È arrivato il momento di avviare “una nuova fase costituente” della nostra Autonomia Speciale. Bisogna procedere senza indugi alla riscrittura dello Statuto di Autonomia. Rinegoziare il patto costituzionale che lega la Sardegna allo Stato italiano. Un patto tra uguali, senza vincoli gerarchici, che assicuri alla Sardegna più poteri su tutte quelle materie dove più arrogante ed invadente è la presenza dello Stato: servitù militari, paesaggio, ambiente, energia, beni culturali, ruolo internazionale della Regione. Tutto questo deve avvenire attraverso un ampio coinvolgimento della società sarda in tutte le sue articolazioni: le istituzioni autonomistiche (Giunta e Consiglio regionale) il sistema delle autonomie locali (Comuni, Province, Aree metropolitane), il mondo della cultura e dell’Università, le forze sociali, i sindacati e le forze imprenditoriali, i partiti e i movimenti, i comitati spontanei, la Chiesa, il mondo giovanile.

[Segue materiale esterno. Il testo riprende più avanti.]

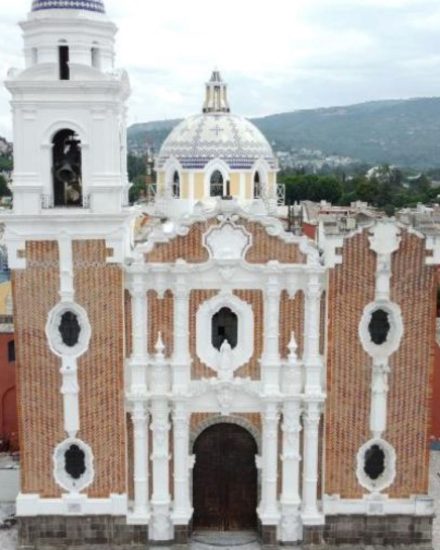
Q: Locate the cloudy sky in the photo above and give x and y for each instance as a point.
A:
(277, 55)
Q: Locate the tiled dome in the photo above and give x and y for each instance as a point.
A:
(202, 138)
(88, 5)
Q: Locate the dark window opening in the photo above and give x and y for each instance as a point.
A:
(75, 462)
(96, 58)
(257, 186)
(379, 327)
(11, 351)
(69, 329)
(224, 327)
(63, 56)
(176, 185)
(67, 169)
(216, 184)
(374, 462)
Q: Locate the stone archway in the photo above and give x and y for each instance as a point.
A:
(225, 484)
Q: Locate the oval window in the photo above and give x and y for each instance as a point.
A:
(75, 462)
(379, 327)
(69, 329)
(374, 462)
(224, 327)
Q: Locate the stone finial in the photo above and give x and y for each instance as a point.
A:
(160, 347)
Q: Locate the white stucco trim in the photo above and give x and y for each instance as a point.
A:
(63, 479)
(389, 474)
(32, 505)
(242, 353)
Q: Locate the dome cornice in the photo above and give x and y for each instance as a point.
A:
(96, 6)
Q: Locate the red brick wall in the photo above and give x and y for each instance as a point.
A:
(349, 374)
(409, 398)
(8, 409)
(99, 290)
(40, 410)
(351, 288)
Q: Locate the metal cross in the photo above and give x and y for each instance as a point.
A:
(217, 130)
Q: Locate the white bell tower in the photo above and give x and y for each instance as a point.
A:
(69, 113)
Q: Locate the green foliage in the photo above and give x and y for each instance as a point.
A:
(385, 188)
(138, 189)
(311, 187)
(4, 189)
(136, 167)
(6, 163)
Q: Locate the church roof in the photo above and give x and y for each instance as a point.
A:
(87, 5)
(216, 134)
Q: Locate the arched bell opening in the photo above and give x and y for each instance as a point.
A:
(216, 182)
(67, 169)
(257, 186)
(176, 185)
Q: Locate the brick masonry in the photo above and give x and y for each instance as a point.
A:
(59, 533)
(40, 405)
(351, 288)
(371, 530)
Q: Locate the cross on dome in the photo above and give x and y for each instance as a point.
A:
(87, 5)
(216, 100)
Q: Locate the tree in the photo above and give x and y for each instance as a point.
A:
(4, 189)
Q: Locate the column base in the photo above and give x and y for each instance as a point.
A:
(268, 534)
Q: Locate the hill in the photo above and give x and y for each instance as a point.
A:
(401, 132)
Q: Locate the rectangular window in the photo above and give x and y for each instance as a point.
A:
(11, 351)
(63, 52)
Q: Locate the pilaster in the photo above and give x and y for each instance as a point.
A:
(183, 510)
(268, 510)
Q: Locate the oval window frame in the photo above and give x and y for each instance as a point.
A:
(54, 336)
(65, 480)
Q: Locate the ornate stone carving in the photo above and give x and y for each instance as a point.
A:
(227, 241)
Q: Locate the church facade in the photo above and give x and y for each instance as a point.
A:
(203, 369)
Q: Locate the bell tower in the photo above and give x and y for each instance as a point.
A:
(69, 112)
(67, 237)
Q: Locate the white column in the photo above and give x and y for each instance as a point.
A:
(312, 357)
(311, 514)
(139, 358)
(140, 436)
(181, 357)
(291, 530)
(161, 528)
(271, 360)
(313, 398)
(70, 392)
(291, 525)
(268, 510)
(182, 504)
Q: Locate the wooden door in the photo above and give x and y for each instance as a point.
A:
(225, 479)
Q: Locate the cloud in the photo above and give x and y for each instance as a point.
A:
(277, 56)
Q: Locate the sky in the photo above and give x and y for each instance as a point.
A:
(276, 55)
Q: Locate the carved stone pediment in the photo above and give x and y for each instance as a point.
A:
(227, 241)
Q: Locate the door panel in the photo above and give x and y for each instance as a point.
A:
(225, 479)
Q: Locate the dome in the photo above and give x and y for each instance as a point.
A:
(87, 5)
(216, 134)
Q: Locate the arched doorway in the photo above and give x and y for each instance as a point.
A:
(225, 479)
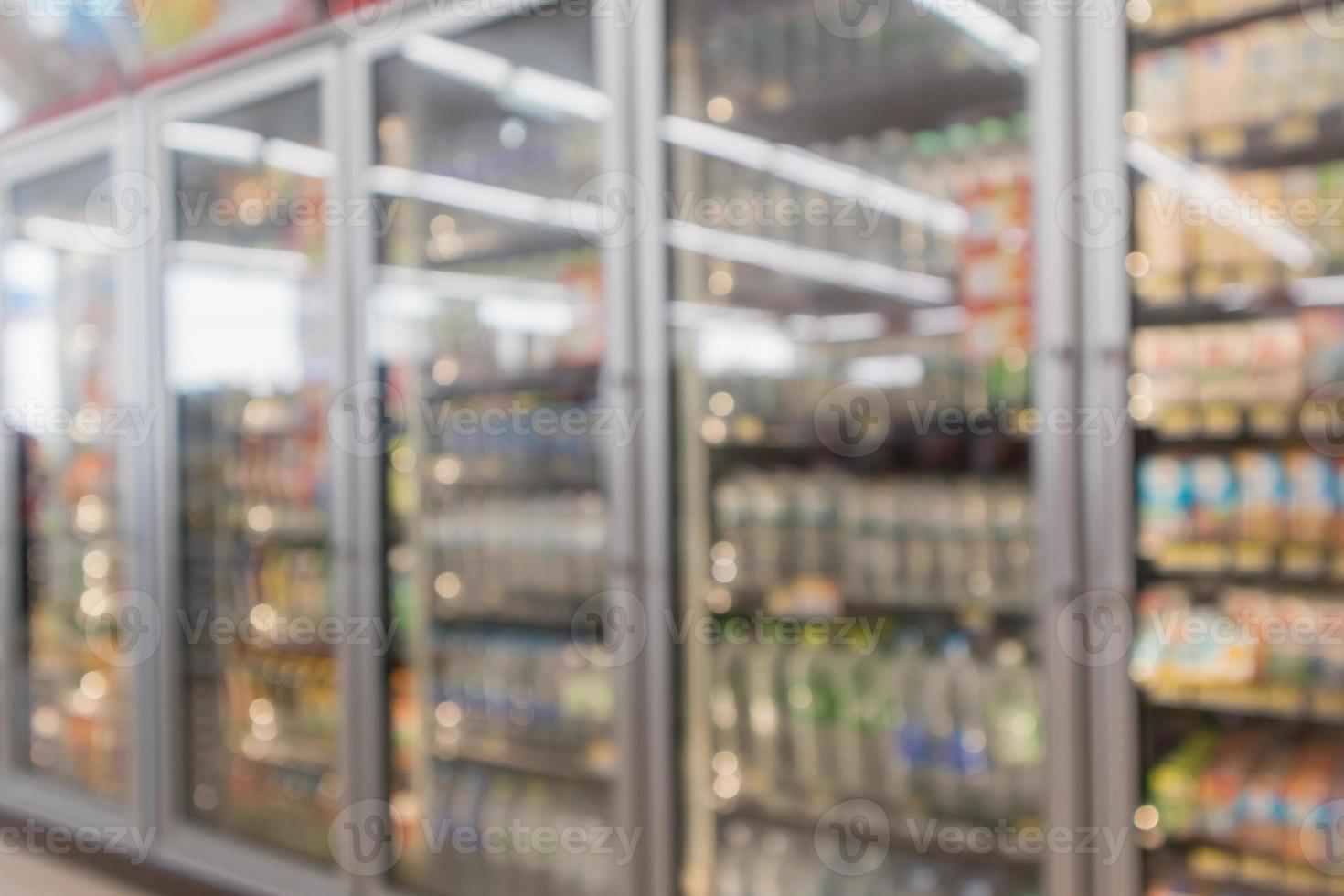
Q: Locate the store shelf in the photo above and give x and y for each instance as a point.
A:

Una mobilitazione dal basso del popolo sardo che deve vedere protagonista la Presidente della Regione, a cui i cittadini, il 25 di febbraio, hanno affidato la salvaguardia delle nostre prerogative autonomistiche, la difesa della nostra identità di popolo. Ricordando che l’identità di un popolo è la sua storia, le sue tradizioni, la sua arte, la sua cultura, la sua lingua, il suo ambiente, il suo paesaggio. Una mobilitazione che grazie al fattivo impegno della Giunta e del Consiglio regionale possa scaturire nella indizione degli “Stati generali per la difesa della Autonomia Speciale”.